As the country continues to grapple with the continuous increase in cement prices, local cement manufacturers say efforts are being made to avert high production cost in a bid to reduce the price of the product.
They, however, say the continuous existence of a fumigation levy (Ghana Health Service Disinfectant levy) on imported raw materials for producing cement is hindering such efforts.
Cement Manufacturers have over the past 4 years been paying a fumigation fee of $0.50 per ton of each of the raw materials needed for producing cement, a situation the Chamber of Cement Manufacturers, Ghana (COCMAG) has described as pure extortion.

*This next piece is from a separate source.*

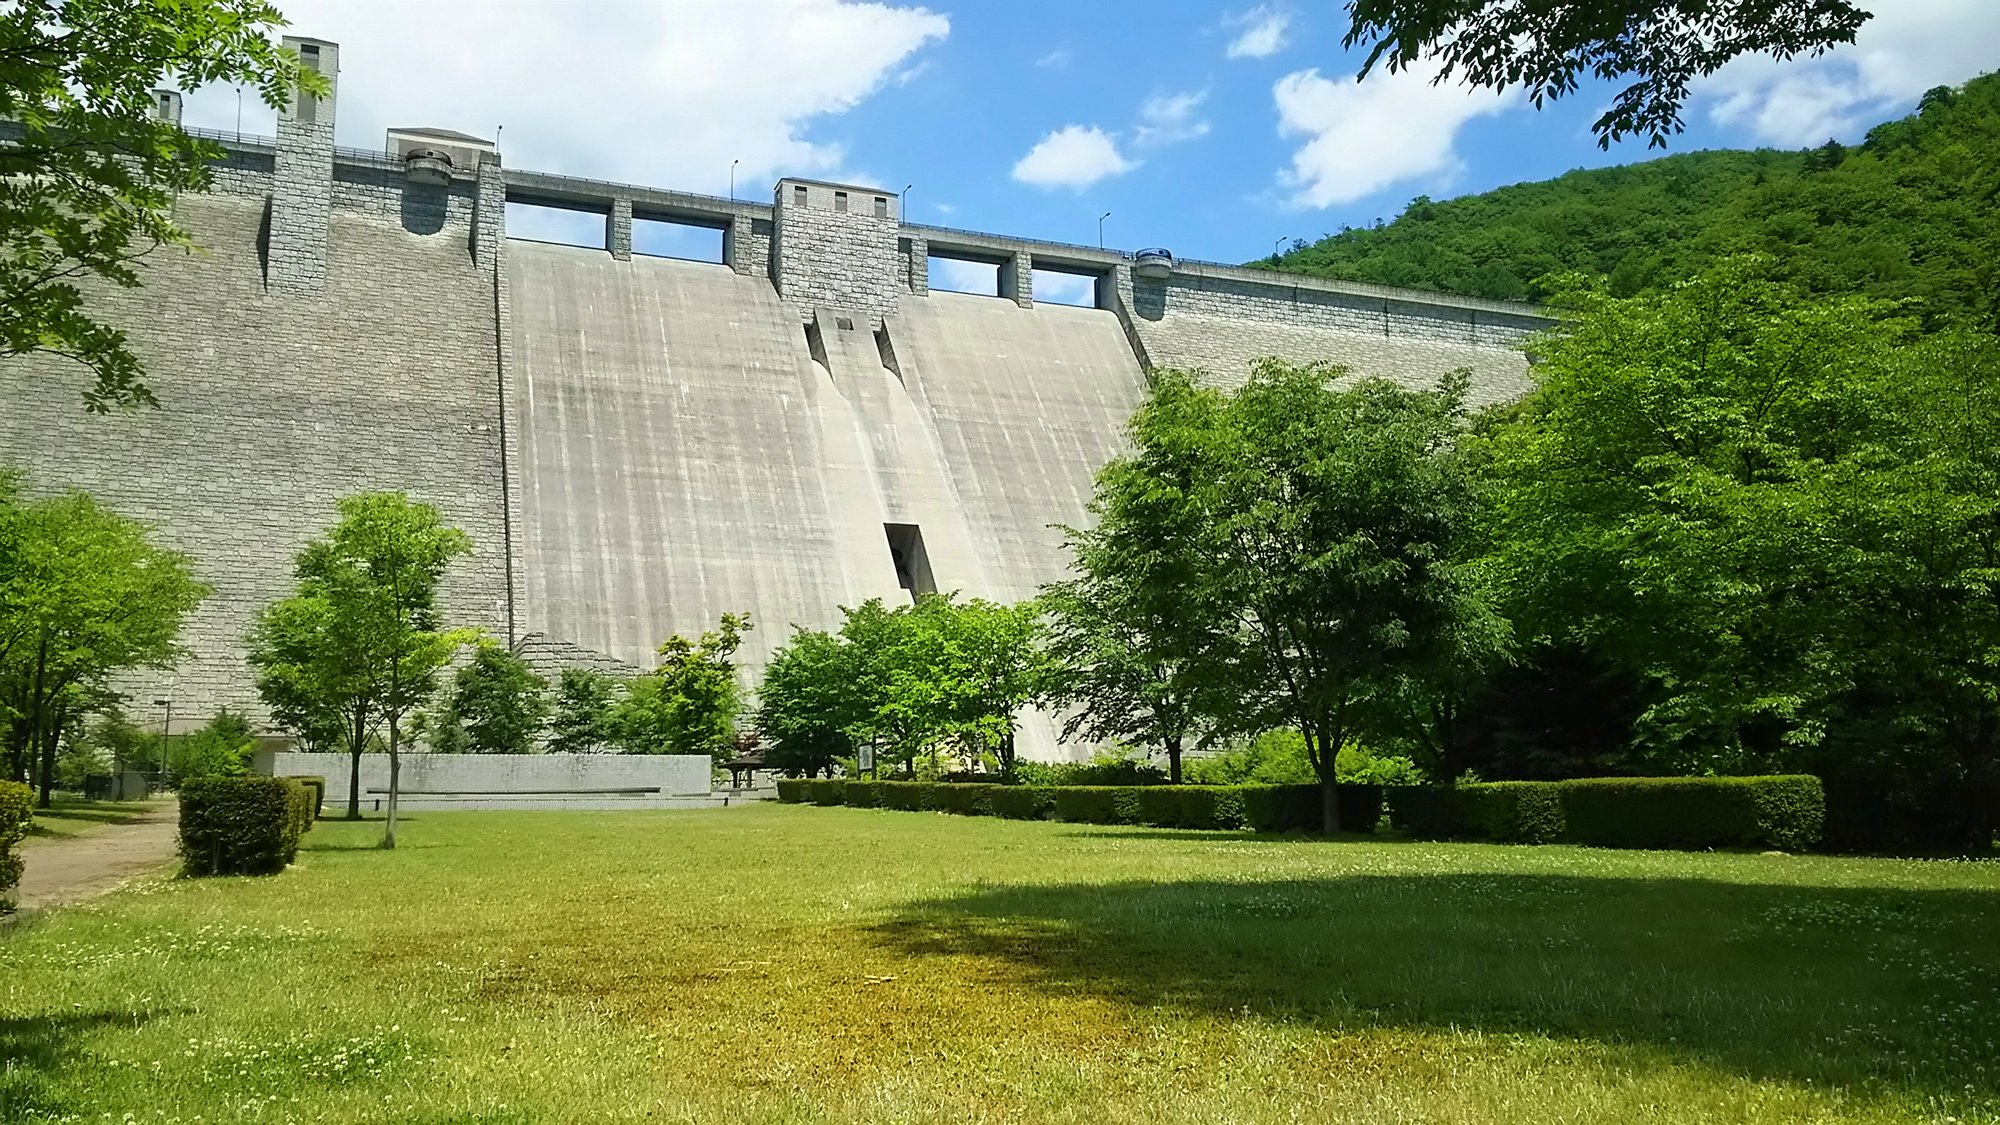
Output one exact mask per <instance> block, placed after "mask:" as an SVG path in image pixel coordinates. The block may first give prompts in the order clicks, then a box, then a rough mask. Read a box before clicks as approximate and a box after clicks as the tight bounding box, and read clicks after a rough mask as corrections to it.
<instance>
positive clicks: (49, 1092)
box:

Rev. Dr. George Dawson-Ahmoah, Executive Secretary of COCMAG who spoke to the press explained that the Chamber with support from the Ministry of Trade and Industry had made several appeals to Government to wave off the fumigation fee at the port but to no avail.
He argued that the exercise is not necessary for dry cargo such as clinker, limestone and other cement raw materials, which most often do not exit through the Port gate.
“This levy yields to over millions of dollars, an amount the cement manufacturers could have used to enhance their productivity to create more employment. In fact, this is pure extortion because we’re being charged for no work done and experts including the Ghana Ports Authority, Ghana Standards Authority and other meaningful stakeholders have all concerted to the fact that fumigation of cement raw materials is absolutely unnecessary,” Rev. Dr. Dawson-Ahmoah insisted.
He added that even more worrisome is the fact that this levy is an additional cost to cement production.
“Due to the instability in the foreign currency, high freight charges leading to high cost of raw materials, we’ve seen a continuous rise in cement prices for some time now and to entertain an extortion of a so-called fumigation levy will worsen the situation.”
“We are therefore calling on government to as a matter of urgency call the Ministry of Health to order to salvage the situation and avert any future adverse implication on the cement industry,” said Rev Dr Dawson-Ahmoah.
Some health specialists at the port who spoke to the media admitted that cement components including clinker are not injurious to safety and more so do not pass through the machines that disinfect any item entering into the country as such the call by the cement manufacturers to wave off such fumigation levy is in order.
The Chamber of Cement Manufacturers, Ghana is the mouthpiece for the cement industry, legally registered since 2017 with the aim of advocating for fair trade practices within the cement industry.
In view of its sensitivity to the economy, the government represented by the Ministry of Trade and Industry (MOTI) has signed a Memorandum of Understanding (MoU) with COCMAG to collaborate on strategic issues confronting the industry.
COCMAG is also in the process of signing an MoU with the Ghana Standards Authority (GSA) to collaborate in protecting the integrity of buildings and infrastructures in the country through adherence to the appropriate standards.